SENIOR gardai have ordered the 24-hour patrol of a city homeless hostel after businesses warned that drug dealing and anti-social behaviour is spiralling out of control.

Justice Minister Alan Shatter has been forced to defend policing in the capital just days after the Herald detailed the major concerns surrounding the Cedar House facility.

A business leader in the city has warned that the re-opening of the hostel – just off O'Connell Street – has put jobs at risk.

Richard Guiney, CEO of the Dublin City Business Improvement Districts (BIDS), said that the hostel is having a detrimental effect on businesses, adding that there has been an increase in drug dealing in the area since it reopened.

"In my opinion, this facility will be the straw on the camel's back for a significant number of businesses in the area and this will lead to closures and job losses," Mr Guiney said.

The issues surrounding Cedar House were raised in the Dail this week by Fine Gael TD Terence Flanagan.

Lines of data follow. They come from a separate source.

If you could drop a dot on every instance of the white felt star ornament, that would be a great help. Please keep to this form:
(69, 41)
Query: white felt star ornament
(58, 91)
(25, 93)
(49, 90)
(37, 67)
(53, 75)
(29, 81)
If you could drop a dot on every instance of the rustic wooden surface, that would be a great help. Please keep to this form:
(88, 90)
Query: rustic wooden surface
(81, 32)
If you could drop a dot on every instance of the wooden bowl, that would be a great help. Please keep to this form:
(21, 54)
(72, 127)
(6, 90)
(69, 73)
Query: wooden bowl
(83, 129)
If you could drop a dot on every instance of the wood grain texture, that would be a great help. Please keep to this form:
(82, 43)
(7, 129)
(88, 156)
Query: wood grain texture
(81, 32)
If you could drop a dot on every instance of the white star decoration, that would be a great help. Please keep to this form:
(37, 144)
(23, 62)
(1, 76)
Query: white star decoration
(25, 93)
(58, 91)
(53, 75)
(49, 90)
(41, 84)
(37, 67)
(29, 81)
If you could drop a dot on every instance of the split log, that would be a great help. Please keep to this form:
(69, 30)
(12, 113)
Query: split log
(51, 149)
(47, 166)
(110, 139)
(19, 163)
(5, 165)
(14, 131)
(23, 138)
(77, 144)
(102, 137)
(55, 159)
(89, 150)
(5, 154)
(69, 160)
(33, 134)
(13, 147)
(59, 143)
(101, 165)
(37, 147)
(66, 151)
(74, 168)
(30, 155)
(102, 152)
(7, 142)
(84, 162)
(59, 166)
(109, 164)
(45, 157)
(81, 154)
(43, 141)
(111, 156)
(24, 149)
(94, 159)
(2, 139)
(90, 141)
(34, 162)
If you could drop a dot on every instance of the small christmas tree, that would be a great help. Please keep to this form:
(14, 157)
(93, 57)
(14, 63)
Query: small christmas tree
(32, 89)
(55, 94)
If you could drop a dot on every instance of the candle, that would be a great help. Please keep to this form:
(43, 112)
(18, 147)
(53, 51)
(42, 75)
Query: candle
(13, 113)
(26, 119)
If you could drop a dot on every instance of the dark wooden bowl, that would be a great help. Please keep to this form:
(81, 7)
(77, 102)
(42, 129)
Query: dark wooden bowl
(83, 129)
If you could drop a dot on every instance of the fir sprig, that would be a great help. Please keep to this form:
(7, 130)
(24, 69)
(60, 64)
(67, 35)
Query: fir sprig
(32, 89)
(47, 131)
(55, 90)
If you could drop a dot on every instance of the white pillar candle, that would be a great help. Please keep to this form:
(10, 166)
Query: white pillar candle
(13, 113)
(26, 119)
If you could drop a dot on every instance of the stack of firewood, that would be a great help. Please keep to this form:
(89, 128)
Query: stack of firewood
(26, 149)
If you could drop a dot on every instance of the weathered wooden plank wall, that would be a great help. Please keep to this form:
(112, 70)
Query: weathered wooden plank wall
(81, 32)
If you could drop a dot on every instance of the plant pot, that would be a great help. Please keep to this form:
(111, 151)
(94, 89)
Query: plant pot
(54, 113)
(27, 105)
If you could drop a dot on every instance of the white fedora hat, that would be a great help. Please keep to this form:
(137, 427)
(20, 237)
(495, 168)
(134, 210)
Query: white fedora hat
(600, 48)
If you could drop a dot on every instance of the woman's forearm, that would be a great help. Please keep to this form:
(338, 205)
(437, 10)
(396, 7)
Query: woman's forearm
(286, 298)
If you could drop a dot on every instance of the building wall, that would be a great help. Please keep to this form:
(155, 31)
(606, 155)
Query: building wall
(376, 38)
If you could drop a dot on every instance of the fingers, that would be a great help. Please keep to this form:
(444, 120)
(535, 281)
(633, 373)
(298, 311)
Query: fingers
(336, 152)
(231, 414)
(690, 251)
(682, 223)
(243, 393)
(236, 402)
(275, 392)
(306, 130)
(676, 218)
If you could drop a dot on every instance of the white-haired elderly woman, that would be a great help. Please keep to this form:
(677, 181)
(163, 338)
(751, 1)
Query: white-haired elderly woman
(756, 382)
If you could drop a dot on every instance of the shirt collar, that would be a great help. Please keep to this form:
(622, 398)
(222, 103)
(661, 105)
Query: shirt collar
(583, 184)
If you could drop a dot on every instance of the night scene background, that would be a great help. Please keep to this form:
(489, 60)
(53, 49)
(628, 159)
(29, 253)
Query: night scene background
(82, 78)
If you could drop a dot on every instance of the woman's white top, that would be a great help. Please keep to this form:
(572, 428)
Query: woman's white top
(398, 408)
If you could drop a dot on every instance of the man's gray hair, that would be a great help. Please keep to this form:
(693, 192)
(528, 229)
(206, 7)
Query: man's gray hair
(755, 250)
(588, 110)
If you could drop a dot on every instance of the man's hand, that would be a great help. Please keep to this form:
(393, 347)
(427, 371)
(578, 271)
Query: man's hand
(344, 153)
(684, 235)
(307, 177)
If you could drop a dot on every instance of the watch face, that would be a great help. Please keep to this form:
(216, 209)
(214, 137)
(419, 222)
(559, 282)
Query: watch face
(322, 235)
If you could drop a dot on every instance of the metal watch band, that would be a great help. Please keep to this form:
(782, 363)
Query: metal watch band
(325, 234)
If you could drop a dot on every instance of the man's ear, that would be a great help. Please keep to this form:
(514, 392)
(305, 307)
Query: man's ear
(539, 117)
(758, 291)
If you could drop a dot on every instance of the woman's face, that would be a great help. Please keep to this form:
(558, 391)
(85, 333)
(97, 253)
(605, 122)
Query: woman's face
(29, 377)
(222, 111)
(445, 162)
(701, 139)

In response, Justice Minister Alan Shatter revealed that the facility is now being patrolled on a round-the-clock basis.

"The area is subject to 24- hour foot and mobile patrols including uniform high visibility personnel, plain clothes personnel, the Crime Task Force and the Drug and Crime Prevention Units," the minister said.

"A number of policing initiatives have been put in place by local garda management to prevent and disrupt anti-social behaviour, including the sale, distribution and use of drugs in the locality. These initiatives have been acknowledged by the local business community as resulting in a reduction of such behaviour," he added.

The hostel is operated by Dublin City Council's homeless agency and provides temporary accommodation for up to 50 men and women.

Independent Councillor Nial Ring expressed fears that the problems surrounding Cedar House will "severely damage the city's image".

"It's vital that Store Street gardai are giving enough resources so that they can deal with the clear problems around this facility," he told the Herald.

"I'd be particularly concerned that the problems here will give this great city a bad name."